Il federalismo fa già capolino tra le iniziative degli enti in piccole ma significative decisioni che non sono di grande impatto nel cosiddetto "grande pubblico" ma che pesano abbastanza nelle tasche di lavoratori e imprenditori.

Venerdì 26 giugno 2000 le organizzazioni dell'artigianato e le rappresentanze sindacali dei lavoratori hanno dato vita all'Ente Bilaterale dell'Artigianato della provincia di Varese (E.B.A. - Varese), un organismo che avrà il compito di gestire e svolgere a livello provinciale le funzioni dell'E.L.B.A., l'ente bilaterale regionale tra associazioni artigiane e sindacati, previste dagli accordi sindacali nazionali, regionali e provinciali

Si tratta di un organismo paritetico, a livello provinciale, formato dalle rappresentanze imprenditoriali artigiane e dei lavoratori (Associazione Artigiani della Provincia di Varese, CNA, ACAI-CASA e le rappresentanze sindacali dei lavoratori CGIL, CISL Varese Laghi, CISL Ticino Olona, UIL) e finalizzato alla gestione degli accordi sindacali nazionali e regionali stipulati dalle Superiori Associazioni Confederali nonché degli accordi provinciali stipulati tra le parti sociali del territorio varesino: in poche parole, alla gestione di alcuni interventi di sostegno o finanziari a favori di lavoratori o imprese che l'ente gestisce, attraverso un fondo costituito tra le imprese artigiane. Si tratta di soldi quindi, finanziamenti aggiuntivi che colmano i "buchi" legislativi che per queste aziende non prevedono strumenti come la cassa integrazione o i contratti di solidarietà.

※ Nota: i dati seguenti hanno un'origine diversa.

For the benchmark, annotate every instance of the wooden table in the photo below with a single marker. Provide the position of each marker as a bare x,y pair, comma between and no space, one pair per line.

«Alcune delle provvidenze che l'organismo regionale eroga sono a favore dei lavoratori,come indennità in caso di sospensione temporanea dal lavoro» ci spiegano in CGIL «una specie di cassa integrazione "fatta in casa" con i fondi che le imprese associate all'ente erogano annualmente. Ma si parla anche di contratti di solidarietà, e di piccoli conguagli per l'anzianità professionale. Ma l'E.l.b.a. ha lavorato anche per le aziende in crisi: quando c'è stato l'alluvione i primi soldi che sono arrivati alle aziende, anche se pochi, arrivavano da lì»


Il frutto dell'accordo firmato il 23 giugno che ha modificato lo statuto dell'Ente Bilaterale della Provincia è perciò una attuazione che si stava cercando di perseguire da alcuni anni,dei principi di sussidiarietà e federalismo: oltre alla distribuzione diretta delle provvidenze ai lavoratori e alle imprese artigiane in crisi, viene favorito infatti il decentramento delle funzioni a livello locale e la partecipazione del livello territoriale in tema di formazione professionale, assistenza alle aziende, consulenza e la formazione per la sicurezza negli ambienti di lavoro.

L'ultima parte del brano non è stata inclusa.